In a letter Monday to Kraninger, CUNA President/CEO Jim Nussle pointed out that at the end of 2018, only 11 credit unions had assets greater than $10 billion—the threshold for CFPB authority.
“We believe credit unions are best positioned to succeed when supervised and examined by a regulator particularly familiar with their unique characteristics, and there is no regulator more familiar with credit unions than NCUA,” he wrote.
Nussle added that the agency has the authority to delegate that power to the NCUA and should use that power to place those credit unions under the NCUA’s supervisory and enforcement regime.

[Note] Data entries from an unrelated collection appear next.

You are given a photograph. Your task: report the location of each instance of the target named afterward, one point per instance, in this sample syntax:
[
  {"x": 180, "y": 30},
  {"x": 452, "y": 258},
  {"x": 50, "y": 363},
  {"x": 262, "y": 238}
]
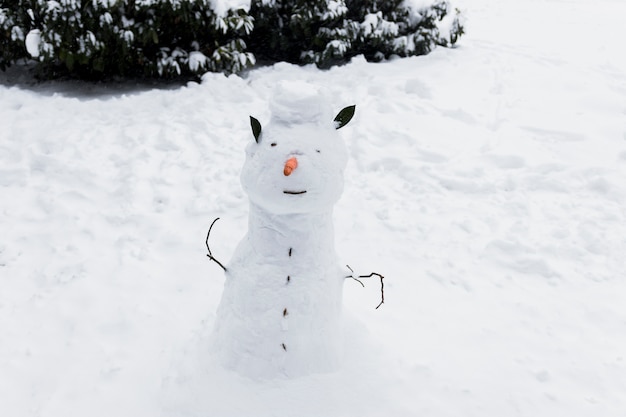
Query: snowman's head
[{"x": 296, "y": 164}]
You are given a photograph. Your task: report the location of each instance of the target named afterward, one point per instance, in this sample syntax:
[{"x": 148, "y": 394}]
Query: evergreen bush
[
  {"x": 96, "y": 39},
  {"x": 329, "y": 32},
  {"x": 132, "y": 38}
]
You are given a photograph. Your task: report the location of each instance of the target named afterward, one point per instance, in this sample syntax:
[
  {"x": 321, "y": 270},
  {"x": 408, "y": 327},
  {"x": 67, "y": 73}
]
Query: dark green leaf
[
  {"x": 344, "y": 117},
  {"x": 256, "y": 128}
]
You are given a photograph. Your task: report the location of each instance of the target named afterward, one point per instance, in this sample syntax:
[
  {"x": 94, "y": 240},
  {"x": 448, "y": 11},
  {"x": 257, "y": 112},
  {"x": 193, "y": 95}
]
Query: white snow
[
  {"x": 32, "y": 42},
  {"x": 280, "y": 312},
  {"x": 486, "y": 182}
]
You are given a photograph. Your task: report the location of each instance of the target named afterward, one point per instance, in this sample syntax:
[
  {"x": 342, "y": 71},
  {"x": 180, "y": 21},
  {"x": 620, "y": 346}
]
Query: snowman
[{"x": 280, "y": 312}]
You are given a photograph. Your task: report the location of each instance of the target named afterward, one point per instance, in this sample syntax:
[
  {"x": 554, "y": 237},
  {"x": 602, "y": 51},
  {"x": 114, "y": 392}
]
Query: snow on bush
[
  {"x": 102, "y": 38},
  {"x": 169, "y": 38}
]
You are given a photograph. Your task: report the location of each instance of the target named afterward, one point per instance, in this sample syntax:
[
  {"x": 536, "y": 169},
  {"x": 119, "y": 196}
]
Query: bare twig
[
  {"x": 382, "y": 285},
  {"x": 352, "y": 276},
  {"x": 210, "y": 255}
]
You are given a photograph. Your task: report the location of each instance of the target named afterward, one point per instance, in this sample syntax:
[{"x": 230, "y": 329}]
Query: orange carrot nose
[{"x": 290, "y": 166}]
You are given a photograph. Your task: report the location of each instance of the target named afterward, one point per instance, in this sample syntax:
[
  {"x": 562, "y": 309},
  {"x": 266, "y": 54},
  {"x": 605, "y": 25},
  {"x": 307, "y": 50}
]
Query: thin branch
[
  {"x": 352, "y": 276},
  {"x": 210, "y": 255},
  {"x": 382, "y": 284}
]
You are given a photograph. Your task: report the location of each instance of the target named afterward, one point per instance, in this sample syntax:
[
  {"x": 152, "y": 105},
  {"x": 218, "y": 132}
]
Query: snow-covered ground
[{"x": 487, "y": 183}]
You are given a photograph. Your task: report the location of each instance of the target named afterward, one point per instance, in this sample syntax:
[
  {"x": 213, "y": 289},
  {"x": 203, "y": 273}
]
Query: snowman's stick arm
[
  {"x": 210, "y": 255},
  {"x": 382, "y": 284}
]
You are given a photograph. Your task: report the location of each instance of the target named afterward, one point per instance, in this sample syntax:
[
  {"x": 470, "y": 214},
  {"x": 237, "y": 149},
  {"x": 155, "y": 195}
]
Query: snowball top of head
[
  {"x": 301, "y": 134},
  {"x": 295, "y": 102}
]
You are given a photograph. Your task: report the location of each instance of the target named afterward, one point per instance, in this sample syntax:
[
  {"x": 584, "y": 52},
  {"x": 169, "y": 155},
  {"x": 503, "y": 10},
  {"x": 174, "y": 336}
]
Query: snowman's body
[{"x": 280, "y": 312}]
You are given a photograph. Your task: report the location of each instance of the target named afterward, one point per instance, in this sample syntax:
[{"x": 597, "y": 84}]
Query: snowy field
[{"x": 487, "y": 183}]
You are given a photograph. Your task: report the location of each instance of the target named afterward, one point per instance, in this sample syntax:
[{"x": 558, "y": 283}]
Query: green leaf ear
[
  {"x": 256, "y": 128},
  {"x": 344, "y": 117}
]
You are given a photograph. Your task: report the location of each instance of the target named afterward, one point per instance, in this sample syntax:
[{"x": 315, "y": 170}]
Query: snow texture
[
  {"x": 486, "y": 182},
  {"x": 33, "y": 41},
  {"x": 280, "y": 313}
]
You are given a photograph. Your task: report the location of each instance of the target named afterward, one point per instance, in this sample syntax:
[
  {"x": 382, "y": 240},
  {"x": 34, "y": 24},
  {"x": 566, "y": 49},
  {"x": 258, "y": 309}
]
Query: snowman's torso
[{"x": 280, "y": 310}]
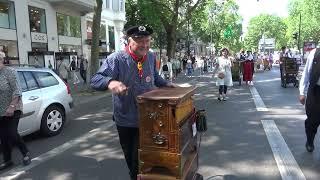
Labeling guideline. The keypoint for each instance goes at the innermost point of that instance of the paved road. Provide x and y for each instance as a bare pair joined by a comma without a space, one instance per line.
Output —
234,148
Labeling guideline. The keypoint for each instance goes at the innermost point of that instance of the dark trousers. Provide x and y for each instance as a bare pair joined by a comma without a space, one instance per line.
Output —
83,74
223,89
313,113
129,140
9,135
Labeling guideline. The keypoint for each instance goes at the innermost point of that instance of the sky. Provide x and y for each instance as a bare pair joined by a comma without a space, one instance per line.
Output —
251,8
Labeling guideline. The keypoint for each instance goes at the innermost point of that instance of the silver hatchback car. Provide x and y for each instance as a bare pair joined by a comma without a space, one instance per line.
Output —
46,101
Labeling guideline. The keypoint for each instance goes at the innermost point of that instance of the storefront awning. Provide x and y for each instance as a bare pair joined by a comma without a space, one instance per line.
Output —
84,6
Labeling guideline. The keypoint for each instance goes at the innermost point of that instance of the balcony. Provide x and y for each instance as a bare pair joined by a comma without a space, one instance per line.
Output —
84,6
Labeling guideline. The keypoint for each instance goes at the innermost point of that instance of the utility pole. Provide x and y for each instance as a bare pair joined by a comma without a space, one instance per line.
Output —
299,35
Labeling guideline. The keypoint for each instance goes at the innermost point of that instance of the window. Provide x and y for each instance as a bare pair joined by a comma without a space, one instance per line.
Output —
107,4
46,79
31,82
103,31
111,38
22,82
10,48
115,5
69,25
7,15
37,19
39,47
121,6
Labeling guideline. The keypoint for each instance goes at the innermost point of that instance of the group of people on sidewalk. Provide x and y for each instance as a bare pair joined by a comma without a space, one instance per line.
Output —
130,73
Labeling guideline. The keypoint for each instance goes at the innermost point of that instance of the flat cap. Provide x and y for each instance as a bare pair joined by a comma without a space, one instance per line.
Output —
139,31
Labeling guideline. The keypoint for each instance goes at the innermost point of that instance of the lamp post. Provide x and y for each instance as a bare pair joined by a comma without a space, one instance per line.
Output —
299,33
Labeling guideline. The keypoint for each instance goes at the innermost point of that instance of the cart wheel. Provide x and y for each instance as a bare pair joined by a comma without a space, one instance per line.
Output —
198,176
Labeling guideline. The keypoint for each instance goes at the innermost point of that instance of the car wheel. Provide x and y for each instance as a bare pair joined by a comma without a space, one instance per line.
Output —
52,121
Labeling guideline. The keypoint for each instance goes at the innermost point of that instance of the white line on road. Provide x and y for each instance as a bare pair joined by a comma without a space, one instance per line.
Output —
268,80
18,171
257,100
287,165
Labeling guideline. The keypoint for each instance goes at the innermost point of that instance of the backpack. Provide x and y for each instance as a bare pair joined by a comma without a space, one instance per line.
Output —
73,66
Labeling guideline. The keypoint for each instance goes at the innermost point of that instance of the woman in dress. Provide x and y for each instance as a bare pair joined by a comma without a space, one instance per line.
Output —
248,68
224,76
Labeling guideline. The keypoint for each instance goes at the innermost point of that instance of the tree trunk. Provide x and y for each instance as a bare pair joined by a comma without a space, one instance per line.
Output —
95,38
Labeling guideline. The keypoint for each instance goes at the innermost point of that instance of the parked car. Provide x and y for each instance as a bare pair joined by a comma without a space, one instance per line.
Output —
46,101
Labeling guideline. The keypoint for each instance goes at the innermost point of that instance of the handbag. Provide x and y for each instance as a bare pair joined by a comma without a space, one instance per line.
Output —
220,75
201,120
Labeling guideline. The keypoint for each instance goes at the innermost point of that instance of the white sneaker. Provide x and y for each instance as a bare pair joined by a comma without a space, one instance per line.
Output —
224,98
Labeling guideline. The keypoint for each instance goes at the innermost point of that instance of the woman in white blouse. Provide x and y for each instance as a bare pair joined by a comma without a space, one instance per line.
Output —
224,76
166,69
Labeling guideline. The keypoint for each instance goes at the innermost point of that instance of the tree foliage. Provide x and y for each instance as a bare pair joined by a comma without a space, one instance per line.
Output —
310,23
219,23
95,37
164,16
269,26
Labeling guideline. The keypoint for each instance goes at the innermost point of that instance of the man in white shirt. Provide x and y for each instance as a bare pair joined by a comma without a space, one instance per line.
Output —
310,96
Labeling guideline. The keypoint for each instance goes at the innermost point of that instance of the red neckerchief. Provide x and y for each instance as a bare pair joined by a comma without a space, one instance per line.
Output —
138,60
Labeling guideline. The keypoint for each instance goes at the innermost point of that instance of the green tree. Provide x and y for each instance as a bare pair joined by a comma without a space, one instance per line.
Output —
95,38
310,24
269,26
219,23
169,15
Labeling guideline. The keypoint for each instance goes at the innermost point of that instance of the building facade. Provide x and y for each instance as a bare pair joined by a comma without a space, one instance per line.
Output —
29,27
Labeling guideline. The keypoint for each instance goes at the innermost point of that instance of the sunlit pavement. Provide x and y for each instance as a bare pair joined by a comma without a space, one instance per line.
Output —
234,147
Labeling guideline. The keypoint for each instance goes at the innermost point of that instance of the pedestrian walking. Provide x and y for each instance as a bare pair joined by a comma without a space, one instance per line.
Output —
63,69
309,89
83,68
189,68
73,68
224,76
166,71
175,67
127,74
10,113
248,68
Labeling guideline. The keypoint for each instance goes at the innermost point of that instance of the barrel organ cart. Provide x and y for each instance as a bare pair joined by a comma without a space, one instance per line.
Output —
168,138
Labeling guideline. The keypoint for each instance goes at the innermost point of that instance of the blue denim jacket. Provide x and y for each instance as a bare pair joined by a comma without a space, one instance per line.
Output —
121,67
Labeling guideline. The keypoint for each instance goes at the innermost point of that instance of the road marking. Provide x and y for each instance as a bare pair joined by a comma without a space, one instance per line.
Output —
287,165
257,100
268,80
20,170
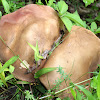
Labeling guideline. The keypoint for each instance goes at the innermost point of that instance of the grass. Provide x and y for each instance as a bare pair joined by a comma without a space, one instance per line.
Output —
14,89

Nussle said that data from the agency’s consumer data base shows that each of the nation’s largest banks have been the subject of more consumer complaints than the entire credit union industry.
He said complaints against credit unions amount to 0.66% of all complaints submitted the bureau since it began accepting them.
The bureau would still have rulemaking authority over consumer protections that affect all credit unions, he pointed out.
In July 2017, then-NCUA Chairman J. Mark McWatters asked former CFPB Director Richard Cordray to cede examination and enforcement provisions of Dodd-Frank. Cordray did not take action on that request.